Authors: Danielle Steel
Tears rolled down Faye's cheeks as she listened. “Are you sure?”
Lionel said that they almost were, as sure as they could be. She was so dazed-looking and so wrapped up in her strange garb, surrounded by the members of her odd little sect, it was difficult to get close enough to her to find out if it was Anne. It wasn't as if one could yell “Anne” and have her wave back. And Lionel hated to raise his mother's hopes and then disappoint her. “No, we're not sure, Mom. And we wanted to know what you want us to do now.”
“The police told us to call them.”
“What if it's the wrong girl?”
“Apparently, it happens all the time. She'll probably turn out to be another runaway they're looking for. They said not to hesitate to call if we think we know where she is, and there's a Father Paul Brown up there who knows every kid there. He helps them out all the time.” The boys knew who he was, and agreed to contact him as well as the police. “Do you think I should fly up tonight?” She had nothing else to do at night now once she left work. She never saw Ward. He made almost no pretense about coming home at night, and he seemed to be waiting for her to confront him about it, but she didn't have the strength. She wondered if the rumors were true, that it was serious. It seemed incredible after all these years to get divorced, except that that looked extremely likely now … if they could just find Anne … and get Lionel back in school first … then she could deal with Ward's affair … and a divorce … her private line for Lionel rang at midnight that night, and she knew it could only be he. Ward never called anymore when he wasn't coming home and he would call her on their usual line.
She picked the phone up and held her breath. “Li?”
“The police think it's her too. We pointed her out to them today. They have half a dozen undercover cops working narcotics details out there, and looking for runaways. And they went to talk to Father Brown. Apparently her name is Sunflower. He knows who she is. But he doesn't think she's as young as Anne.” Anne would be fourteen and a half by then, but she had always looked older than her years, as they all knew, especially recently. He also didn't tell Faye the rest of what Father Brown had said, that she was living in a sect that indulged in strange sexual and erotic practices that involved group sex. They had all been busted several times, but it seemed impossible to prove either what went on, or that any of them were in fact minors. Everyone claimed to be over eighteen, and it was impossible to prove differently. He had also told them that LSD was involved heavily in what they did, and “magic mushrooms” and peyote as well. And the worst of it was that this girl they were following was with child. But he didn't dare tell Faye that yet. If it was the wrong girl, there was no point worrying her about that. “Mom, do you want her arrested, or just questioned?” They had never come this close before, and Faye felt her heart sag as she thought of her child. It had been five months since she had seen Anne, and God only knew what had happened to her in that time. She didn't dare think of it, and forced herself to concentrate on what Lionel had asked.

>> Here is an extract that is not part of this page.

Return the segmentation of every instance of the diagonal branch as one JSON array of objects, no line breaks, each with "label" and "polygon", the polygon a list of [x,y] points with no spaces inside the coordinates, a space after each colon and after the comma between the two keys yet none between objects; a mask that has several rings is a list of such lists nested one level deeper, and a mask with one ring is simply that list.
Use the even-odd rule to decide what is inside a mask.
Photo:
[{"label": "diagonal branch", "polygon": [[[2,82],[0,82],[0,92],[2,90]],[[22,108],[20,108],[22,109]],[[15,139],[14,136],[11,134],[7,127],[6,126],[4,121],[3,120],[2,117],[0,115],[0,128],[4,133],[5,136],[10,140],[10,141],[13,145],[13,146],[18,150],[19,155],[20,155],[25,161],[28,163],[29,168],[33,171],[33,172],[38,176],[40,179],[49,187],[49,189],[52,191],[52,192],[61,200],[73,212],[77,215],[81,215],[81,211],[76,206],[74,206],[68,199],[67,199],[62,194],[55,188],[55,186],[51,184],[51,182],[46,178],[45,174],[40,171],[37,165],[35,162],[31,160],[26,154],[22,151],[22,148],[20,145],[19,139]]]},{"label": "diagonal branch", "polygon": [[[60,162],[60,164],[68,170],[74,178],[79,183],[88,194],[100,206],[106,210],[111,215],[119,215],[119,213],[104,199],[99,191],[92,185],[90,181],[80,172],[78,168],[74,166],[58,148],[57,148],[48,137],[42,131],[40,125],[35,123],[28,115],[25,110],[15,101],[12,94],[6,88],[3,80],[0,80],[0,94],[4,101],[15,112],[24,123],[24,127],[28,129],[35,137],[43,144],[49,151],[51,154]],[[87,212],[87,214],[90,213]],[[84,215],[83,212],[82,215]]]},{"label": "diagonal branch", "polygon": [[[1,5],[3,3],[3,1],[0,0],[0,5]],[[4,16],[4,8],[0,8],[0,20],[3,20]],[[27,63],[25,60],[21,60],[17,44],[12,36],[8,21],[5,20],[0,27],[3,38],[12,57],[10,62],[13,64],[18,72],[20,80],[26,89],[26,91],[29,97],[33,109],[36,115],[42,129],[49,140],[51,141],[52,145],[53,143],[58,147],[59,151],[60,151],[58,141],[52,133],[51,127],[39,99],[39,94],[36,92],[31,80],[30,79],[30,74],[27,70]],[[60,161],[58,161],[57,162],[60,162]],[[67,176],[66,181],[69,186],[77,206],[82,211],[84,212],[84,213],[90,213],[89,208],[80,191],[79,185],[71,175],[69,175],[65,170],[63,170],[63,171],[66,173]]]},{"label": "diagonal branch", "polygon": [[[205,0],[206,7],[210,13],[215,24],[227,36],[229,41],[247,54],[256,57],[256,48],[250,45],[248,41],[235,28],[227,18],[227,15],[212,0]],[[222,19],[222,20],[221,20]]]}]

“Can't they just take her away, and have you take a good look at her?”
Lionel sighed. He'd been over that all day with them. “They can, if it turns out to be Anne. But if not, and if the girl isn't a runaway, and is of age, she can sue them for false arrest. Most of those hippies won't, but they're pretty cautious about that. I guess they've been burned a couple of times.” He sounded so tired, her heart went out to him, and Faye sighed. She wanted Anne back, at all costs.
“Tell them to do whatever they have to, sweetheart. We've got to know if it's her.”
He nodded at his end. “I'm meeting the undercover guys at ten o'clock tomorrow morning. They're going to stake out the house, and follow her again. If we can just talk to her, we will. If not, they'll bust her for being under the influence, or something like that.”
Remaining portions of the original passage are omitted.